Por Roberto Godoy
Os dias andam agitados nos comandos militares em Brasília. É tempo de enxugar o orçamento – e o que se sabe é que haverá cortes de 24,8% no valor fixado originalmente na Lei Orçamentária Anual, que era de R$ 22,6 bilhões. Na prática, significa redução para R$ 17 bilhões e o contingenciamento, uma espécie de congelamento, de R$ 5,6 bilhões que podem vir a ser liberados se houver dinheiro.
É muito, mas a proposta original do setor econômico do governo era mais pesada, batia em pouco acima de 50%, o que levaria o caixa de 2015 para um patamar de alto risco, coisa de R$ 11 bilhões. Havia o temor de que, nessa escala, os programas destinados à modernização das Forças fossem comprometidos. Não serão, garante Jaques Wagner, ministro da Defesa. “Os projetos estratégicos podem sofrer os efeitos de uma velocidade um pouco menor”, disse, em referência ao ritmo de execução dos planos já contratados, ressaltando que, “para colocar em pé programas como esses, o processo é sempre demorado mas, para acabar com qualquer um deles, é muito rápido”.
Na segunda e na terça-feira a secretária-geral da Defesa, Eva Chiavon, faz reuniões para definir com equipes da Marinha, do Exército e da Aeronáutica o volume contingenciado e onde serão feitos os cortes. Os recursos de custeio, como os de contratação de serviços, das despesas cotidianas e das concessões de diárias, foram limitados a R$ 1,1 bilhão até o fim do ano.
A economia não será linear. O ajuste prevê variações da quota porcentual de acordo com critérios como necessidade imediata e negociação mais favorável a partir da discussão com os fornecedores. A meta geral, todavia, será mantida em 24,8%.
O Ministério da Defesa é o quinto na linha das perdas.
Negociação. Os primeiros dias de maio foram estranhos, e não apenas pelo clima, frio e chuvoso, incomum no outono do planalto central. “Circulava a informação de que os técnicos da Fazenda e do Planejamento preparavam uma amputação, e não só um ajustamento para baixo nas contas da Defesa”, disse ontem um oficial ligado à gestão financeira do setor.
Houve ao menos dois encontros para discussão e “análise das consequências decorrentes, por exemplo, do cancelamento de determinadas iniciativas”, de acordo com o mesmo oficial. Havia forte receio de que o Prosub, ambicioso programa de construção de submarinos – um dos quais de propulsão nuclear – fosse interrompido. O desenvolvimento do super cargueiro multiúso da Embraer, o KC-390, estaria na zona vermelha. A encomenda dos caças Gripen NG, 36 jatos de alta tecnologia adquiridos sob regime de transferência de tecnologia da Saab sueca, nem sequer entraria no cálculo. Sem contrato assinado e fora dos desembolsos previstos para o ano, iria para o limbo à espera de redenção.

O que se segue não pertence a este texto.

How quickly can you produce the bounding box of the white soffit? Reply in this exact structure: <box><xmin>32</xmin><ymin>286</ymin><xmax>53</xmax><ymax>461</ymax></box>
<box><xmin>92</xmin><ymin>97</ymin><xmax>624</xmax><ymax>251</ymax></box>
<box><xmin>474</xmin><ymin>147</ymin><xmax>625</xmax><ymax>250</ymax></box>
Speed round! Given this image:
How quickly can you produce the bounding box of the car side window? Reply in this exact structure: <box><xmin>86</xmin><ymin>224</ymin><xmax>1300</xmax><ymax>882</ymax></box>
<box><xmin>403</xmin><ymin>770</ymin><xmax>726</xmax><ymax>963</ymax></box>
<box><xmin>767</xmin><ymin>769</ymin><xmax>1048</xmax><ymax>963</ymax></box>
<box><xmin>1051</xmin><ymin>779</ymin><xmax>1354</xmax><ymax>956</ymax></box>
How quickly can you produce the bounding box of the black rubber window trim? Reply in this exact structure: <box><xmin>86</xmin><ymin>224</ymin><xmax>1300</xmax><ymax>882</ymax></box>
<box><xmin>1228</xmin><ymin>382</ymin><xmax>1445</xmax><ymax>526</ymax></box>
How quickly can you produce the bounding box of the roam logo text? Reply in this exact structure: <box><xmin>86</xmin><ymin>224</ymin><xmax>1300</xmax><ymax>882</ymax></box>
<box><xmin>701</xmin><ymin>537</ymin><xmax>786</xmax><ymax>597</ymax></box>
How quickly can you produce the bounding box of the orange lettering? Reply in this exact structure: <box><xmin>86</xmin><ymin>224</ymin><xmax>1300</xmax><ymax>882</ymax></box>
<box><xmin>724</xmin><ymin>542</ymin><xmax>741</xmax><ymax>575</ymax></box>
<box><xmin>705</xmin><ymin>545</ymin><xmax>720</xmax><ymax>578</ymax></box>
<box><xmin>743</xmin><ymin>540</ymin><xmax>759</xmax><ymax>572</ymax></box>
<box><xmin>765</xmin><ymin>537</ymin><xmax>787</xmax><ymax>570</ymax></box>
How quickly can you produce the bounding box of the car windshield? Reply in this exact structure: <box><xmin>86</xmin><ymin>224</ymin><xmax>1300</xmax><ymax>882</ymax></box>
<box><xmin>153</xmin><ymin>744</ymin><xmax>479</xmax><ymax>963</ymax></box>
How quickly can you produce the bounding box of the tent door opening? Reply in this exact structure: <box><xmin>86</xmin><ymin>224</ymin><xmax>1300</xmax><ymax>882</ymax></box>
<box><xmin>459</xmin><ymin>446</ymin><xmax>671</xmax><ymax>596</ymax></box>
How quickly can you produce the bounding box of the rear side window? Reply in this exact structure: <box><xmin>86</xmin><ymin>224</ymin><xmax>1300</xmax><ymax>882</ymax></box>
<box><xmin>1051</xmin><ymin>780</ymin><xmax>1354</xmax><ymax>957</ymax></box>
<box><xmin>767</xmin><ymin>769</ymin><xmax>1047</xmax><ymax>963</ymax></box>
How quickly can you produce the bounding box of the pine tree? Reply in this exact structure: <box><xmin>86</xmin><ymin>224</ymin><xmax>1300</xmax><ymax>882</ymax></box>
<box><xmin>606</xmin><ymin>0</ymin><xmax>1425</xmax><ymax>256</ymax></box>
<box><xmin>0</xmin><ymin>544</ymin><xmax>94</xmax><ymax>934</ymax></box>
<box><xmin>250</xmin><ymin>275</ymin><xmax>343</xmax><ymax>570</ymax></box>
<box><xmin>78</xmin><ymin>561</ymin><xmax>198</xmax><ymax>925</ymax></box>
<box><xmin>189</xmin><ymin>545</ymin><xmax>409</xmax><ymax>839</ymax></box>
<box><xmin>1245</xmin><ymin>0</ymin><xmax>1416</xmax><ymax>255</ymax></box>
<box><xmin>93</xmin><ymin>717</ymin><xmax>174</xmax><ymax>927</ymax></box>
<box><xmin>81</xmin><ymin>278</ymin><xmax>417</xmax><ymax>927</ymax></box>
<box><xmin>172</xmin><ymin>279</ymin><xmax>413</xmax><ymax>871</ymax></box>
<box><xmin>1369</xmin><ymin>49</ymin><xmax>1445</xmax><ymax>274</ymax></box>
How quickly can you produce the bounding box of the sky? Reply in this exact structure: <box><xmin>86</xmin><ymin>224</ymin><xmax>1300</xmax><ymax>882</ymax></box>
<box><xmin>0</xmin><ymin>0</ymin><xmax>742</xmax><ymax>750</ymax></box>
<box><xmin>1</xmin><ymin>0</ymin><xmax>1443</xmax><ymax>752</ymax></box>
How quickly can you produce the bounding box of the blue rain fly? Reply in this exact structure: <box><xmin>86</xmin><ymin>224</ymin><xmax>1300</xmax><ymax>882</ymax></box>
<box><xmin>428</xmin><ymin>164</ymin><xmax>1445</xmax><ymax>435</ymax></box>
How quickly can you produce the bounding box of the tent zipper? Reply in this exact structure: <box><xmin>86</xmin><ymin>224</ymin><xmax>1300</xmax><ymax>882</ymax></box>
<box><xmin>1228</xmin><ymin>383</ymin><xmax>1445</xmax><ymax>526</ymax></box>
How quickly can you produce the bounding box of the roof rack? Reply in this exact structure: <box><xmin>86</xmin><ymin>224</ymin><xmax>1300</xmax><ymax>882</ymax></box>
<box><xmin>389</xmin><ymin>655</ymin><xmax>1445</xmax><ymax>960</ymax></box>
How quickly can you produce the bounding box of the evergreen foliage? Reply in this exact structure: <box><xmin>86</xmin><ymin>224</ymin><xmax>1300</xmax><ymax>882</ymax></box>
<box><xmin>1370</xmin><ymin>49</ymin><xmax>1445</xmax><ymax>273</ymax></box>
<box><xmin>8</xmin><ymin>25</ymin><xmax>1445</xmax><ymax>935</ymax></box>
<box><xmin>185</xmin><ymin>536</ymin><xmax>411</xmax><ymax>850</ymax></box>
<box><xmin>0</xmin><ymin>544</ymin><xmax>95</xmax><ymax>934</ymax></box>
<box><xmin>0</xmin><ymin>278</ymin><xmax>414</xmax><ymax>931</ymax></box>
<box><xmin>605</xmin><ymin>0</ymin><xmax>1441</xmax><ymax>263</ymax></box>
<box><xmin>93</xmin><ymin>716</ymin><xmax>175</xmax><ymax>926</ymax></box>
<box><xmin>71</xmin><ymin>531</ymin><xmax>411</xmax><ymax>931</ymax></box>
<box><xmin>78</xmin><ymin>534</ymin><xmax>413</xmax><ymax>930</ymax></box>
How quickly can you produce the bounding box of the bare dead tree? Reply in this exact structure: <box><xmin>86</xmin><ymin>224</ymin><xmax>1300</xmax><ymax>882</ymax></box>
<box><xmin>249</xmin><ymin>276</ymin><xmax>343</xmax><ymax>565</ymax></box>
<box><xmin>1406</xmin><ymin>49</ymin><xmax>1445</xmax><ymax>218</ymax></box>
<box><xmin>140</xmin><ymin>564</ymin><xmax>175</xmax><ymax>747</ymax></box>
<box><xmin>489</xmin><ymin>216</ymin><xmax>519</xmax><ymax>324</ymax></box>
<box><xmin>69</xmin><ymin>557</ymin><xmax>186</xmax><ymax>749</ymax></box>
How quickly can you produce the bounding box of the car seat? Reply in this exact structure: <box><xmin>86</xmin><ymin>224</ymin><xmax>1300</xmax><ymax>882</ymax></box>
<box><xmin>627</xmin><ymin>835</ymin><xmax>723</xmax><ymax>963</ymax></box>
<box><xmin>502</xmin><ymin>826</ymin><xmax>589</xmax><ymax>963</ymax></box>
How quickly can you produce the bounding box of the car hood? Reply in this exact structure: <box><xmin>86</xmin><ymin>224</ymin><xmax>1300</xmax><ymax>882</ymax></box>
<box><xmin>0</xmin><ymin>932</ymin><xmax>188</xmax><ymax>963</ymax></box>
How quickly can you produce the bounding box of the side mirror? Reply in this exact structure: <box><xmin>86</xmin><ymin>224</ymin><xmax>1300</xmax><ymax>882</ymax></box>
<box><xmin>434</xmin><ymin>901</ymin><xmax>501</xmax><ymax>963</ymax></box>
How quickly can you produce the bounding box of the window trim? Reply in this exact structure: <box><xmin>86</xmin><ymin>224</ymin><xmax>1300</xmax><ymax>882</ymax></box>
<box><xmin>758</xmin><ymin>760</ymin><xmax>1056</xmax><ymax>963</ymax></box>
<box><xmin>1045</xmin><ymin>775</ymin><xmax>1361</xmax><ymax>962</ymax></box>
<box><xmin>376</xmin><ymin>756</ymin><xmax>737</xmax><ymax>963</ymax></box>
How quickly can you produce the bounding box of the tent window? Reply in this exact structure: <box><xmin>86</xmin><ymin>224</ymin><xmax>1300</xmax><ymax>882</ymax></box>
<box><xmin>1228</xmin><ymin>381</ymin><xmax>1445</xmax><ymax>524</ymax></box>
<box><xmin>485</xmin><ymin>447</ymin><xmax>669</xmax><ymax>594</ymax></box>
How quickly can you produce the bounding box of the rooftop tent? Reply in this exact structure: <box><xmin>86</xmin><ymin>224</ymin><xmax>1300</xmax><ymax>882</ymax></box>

A essa altura, Wagner estava em campo. Levado para a equipe do primeiro círculo do governo pela presidente Dilma Rousseff, com apoio do ex-presidente Luiz Inácio Lula da Silva, o ex-governador da Bahia é um hábil articulador político. Atraiu Joaquim Levy, o poderoso ministro da Fazenda, para a sensibilidade da tomada de decisões no campo da Defesa – um viés pelo qual Dilma tem interesse e é bem informada. Wagner sentava-se à mesa com cartas na manga.
No jogo com os economistas, o argumento mais forte era aritmético: a paralisação dos compromissos implicaria altas multas contratuais, talvez superiores ao ganho com a ruptura. Outra: o prejuízo para o esperado efeito multiplicador do conhecimento tecnológico não poderia ser pior. Somente o Prosub movimenta perto de 50 diferentes setores da indústria, requalificados para o empreendimento.
Com os companheiros próximos, os integrantes da assessoria política do Planalto, Wagner discutia os números sociais. A rede Sisfron de controle das fronteiras – uma blindagem de 17 mil km de sensores, radares, bases operacionais e centros de inteligência – gerará 5 mil empregos diretos durante os 10 anos da implantação total, além de absorver a atividade de 15 mil militares. O primeiro módulo está pronto e em atividade em Dourados (MS), com a 4.ª Brigada de Infantaria. Mantém vigilância sobre a linha das fronteiras com Bolívia e Paraguai. É a seção piloto do sistema – mede 680 km de extensão.